Non è certamente questo il luogo per
addentrarsi nel concetto di etica, ma è essenziale che il giovane abbia la
capacità di essere fedele a un codice deontologico della propria
professionalità. Bisogna sforzarsi a discernere ciò che è positivo dal
negativo, il bene dal male e seguire una corretta linea di comportamento.
Quando parliamo di etica professionale
o etica del lavoro, significa anche il riuscire a dare un senso al lavoro
stesso, riuscire a guardare oltre il contingente.

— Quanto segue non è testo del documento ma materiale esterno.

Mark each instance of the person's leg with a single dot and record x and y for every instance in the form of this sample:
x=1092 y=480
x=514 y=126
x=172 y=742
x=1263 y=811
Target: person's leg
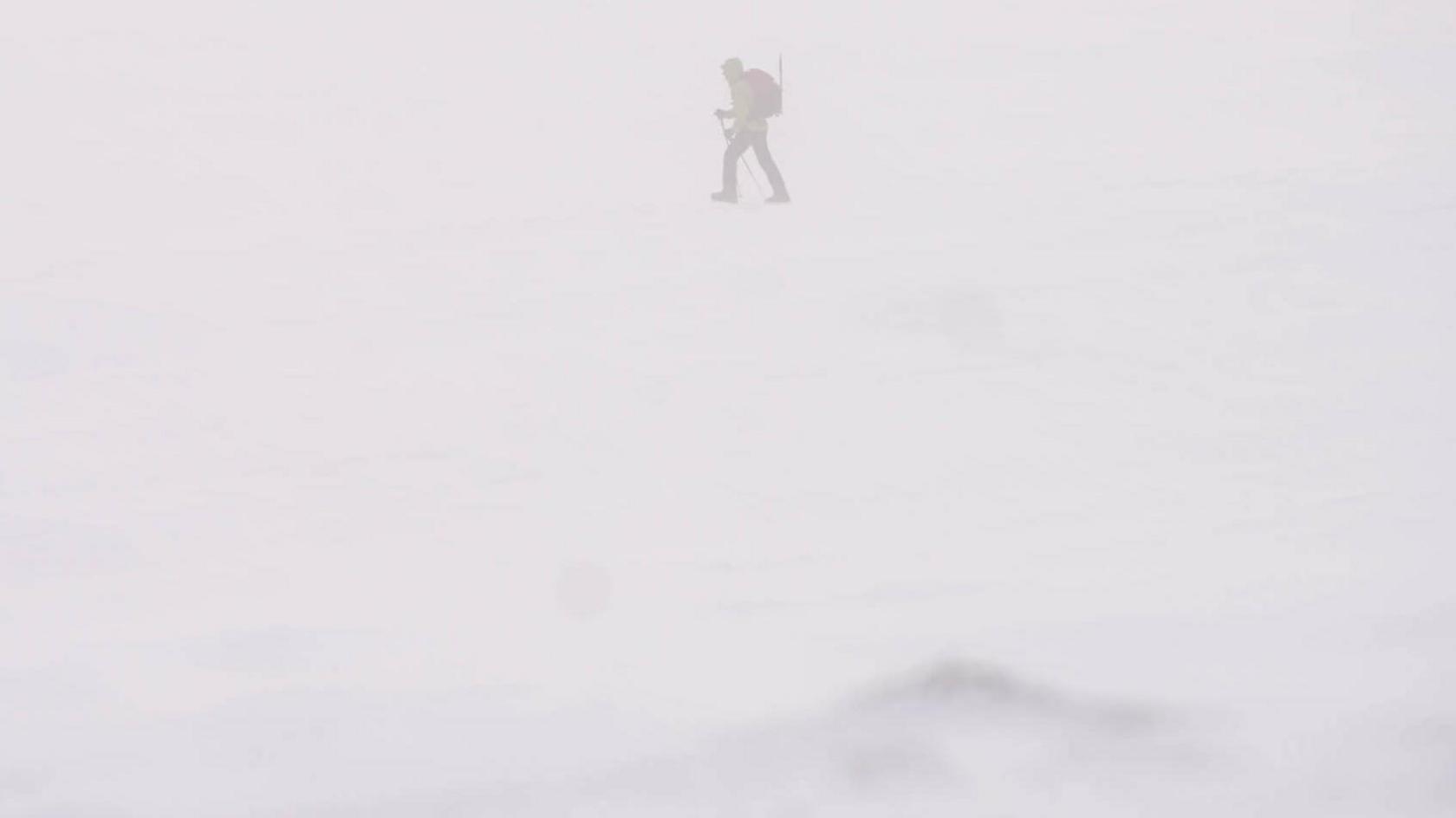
x=760 y=150
x=736 y=149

Ma, oltre a questi tre semplici e
chiari “pilastri”, il tutto deve essere immerso in un riferimento ideale,
qualunque esso sia, ed è essenziale avere un metro di paragone del proprio
agire. Dobbiamo avere alcuni punti fermi,
alcuni “paletti” intorno a cui costruire e ancorare il nostro futuro lavorativo
e professionale.
Quali?
Dove trovarli?
È questa una ricerca personale e
soggettiva.
Il Magistero sociale della Chiesa
(vedi l’ultima Enciclica di Benedetto XVI «Caritas
in Veritate» sul problema del lavoro e dell’economia, come tutto
l’insegnamento di Giovanni Paolo II o le grandi figure come San Josemaria,
Luigi Giussani…) e i grandi pensieri laici in materia etica ed economica sono
tutte “proposte”, ma poi la scelta è individuale. L’importante è avere un
qualche riferimento che sia come una propria bussola per orientarsi nella vita
quotidiana.
In tutto questo l’associazione di categoria può (e deve) avere un ruolo molto
importante. È quel “corpo sociale intermedio” che deve accompagnare l’impresa a
muovere i primi passi e guidarla nell’attività quotidiana. Ma anche qui bisogna
fare una premessa importante: l’impresa non è un soggetto astratto, un freddo
articolo di codice civile, ma una realtà produttiva che ha il suo fulcro nella
persona, nel valore della persona che sia essa imprenditore o lavoratore. Il
concetto non cambia. Se poi andiamo ad analizzare le micro imprese o le
attività artigianali, ci accorgiamo che intorno alla figura dell’imprenditore
vi sono collaboratori che spesso sono i propri familiari. Ecco che il discorso
cambia.
Ricordiamoci
che un’azienda non è solo un insieme di numeri e percentuali, ma un luogo di
realizzazione per chi ci lavora.
«Bisogna
restituire all’impresa un valore positivo come creatrice di ricchezza e
benessere», come evidenzia
il presidente nazionale di Confartigianato Giorgio
Guerrini, in una intervista al settimanale «Tempi». Le piccole imprese sono
la spina dorsale del tessuto produttivo italiano e oggi, continua Guerrini,
soffrono i postumi di una sbronza qualunquista, per cui per anni si è fatto
credere ai giovani che potevano prepararsi come volevano e poi un modo per
inserirsi nel mondo del lavoro l’avrebbero trovato. È necessario – conclude
Giorgio Guerrini - illustrare ai giovani le reali necessità occupazionali del
nostro Paese…”ut operetur” sarebbe il caso di dire.